一、模型部署

1、Github仓库代码下载

仓库地址:https://github.com/QwenLM/Qwen3-VL

  使用git clone --recursive下载完整代码:

git clone --recursive https://github.com/QwenLM/Qwen3-VL.git

2、Modelscope模型权重文件下载

Modelscope模型权重:https://modelscope.cn/models/Qwen/Qwen3-VL-8B-Instruct

  使用 Modelscope 下载 Qwen3-VL-8B-Instruct 完整模型权重文件, --local_dir用于指定模型保存路径。这里也可以使用HuffingFace下载,但国内需要代理或者使用镜像网站。
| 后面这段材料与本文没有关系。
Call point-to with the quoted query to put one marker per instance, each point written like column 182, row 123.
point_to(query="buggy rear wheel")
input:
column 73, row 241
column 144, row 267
modelscope download --model Qwen/Qwen3-VL-8B-Instruct README.md --local_dir ./dir

3、conda配置环境

  首先使用conda创建虚拟环境vlm_env

conda create -n vlm_env python==3.10

  创建后激活虚拟环境vlm_env

conda activate vlm_env

  安装transformers库(如果只进行推理的话这一个库就够了):

pip install "transformers>=4.57.0"

  对于峰值显存占用测试,还要用到torch自带的统计工具,需要安装torch

pip install torch==2.5.0 torchvision==0.20.0 torchaudio==2.5.0

二、推理测试和显存占用

  这部分首先进行峰值显存占用测试代码改造,接着结合官方代码仓库给的测试案例对不同案例demo进行测试。

1、峰值内存占用改造

  在实际运行的代码前后插入以下代码即可:

import torch
# 在推理/训练开始前重置统计
torch.cuda.reset_peak_memory_stats()

# === 这里运行具体模型代码 (Model Inference/Training) ===
# output = model.generate(...)
# ===================================================

# 运行结束后打印峰值
max_memory = torch.cuda.max_memory_allocated() / (1024 ** 3) # 换算成 GB
print(f"🔥 GPU 理论显存峰值占用: {max_memory:.2f} GB")
max_memory = torch.cuda.max_memory_reserved() / (1024 ** 3) # 换算成 GB
print(f"🚀 GPU 实际显存峰值占用: {max_memory:.2f} GB")

2、demo1:单张图片推理(Single Image)

  官方给的案例图片如下,对应的文本指令是:"Describe this image."

在这里插入图片描述
  Qwen3-VL-8B-Instruct模型给出的回答是:

[‘This is a heartwarming and serene photograph capturing a moment between a young woman and her dog on a beach at sunset or sunrise.\n\nMain Subjects:\n- A light-colored Labrador Retriever, likely yellow, is sitting upright on the sand. It is wearing a colorful harness with a floral or paw-print pattern and is reaching its front paw out towards the woman, as if to high-five or beg for a treat.\n- A young woman with long, dark hair is sitting cross-legged in the sand, smiling warmly at the dog. She is wearing a plaid shirt (black and white or dark blue and white) and dark’]

  对应的中文翻译如下:

这是一张温馨而宁静的照片,捕捉到了日落或日出时分,一位年轻女子和她的爱犬在沙滩上的动人瞬间。
主要主体:
一只浅色的拉布拉多犬(很可能是黄色拉布拉多)正端坐在沙滩上。它身上穿着一件带有花朵或爪印图案的彩色胸背带,并且正向女子伸出一只前爪,看起来像是在求击掌或者讨要零食。
一位留着深色长发的年轻女子盘腿坐在沙地上,正对着狗狗温暖地微笑。她身穿一件格子衬衫(黑白相间或深蓝白相间)搭配深色……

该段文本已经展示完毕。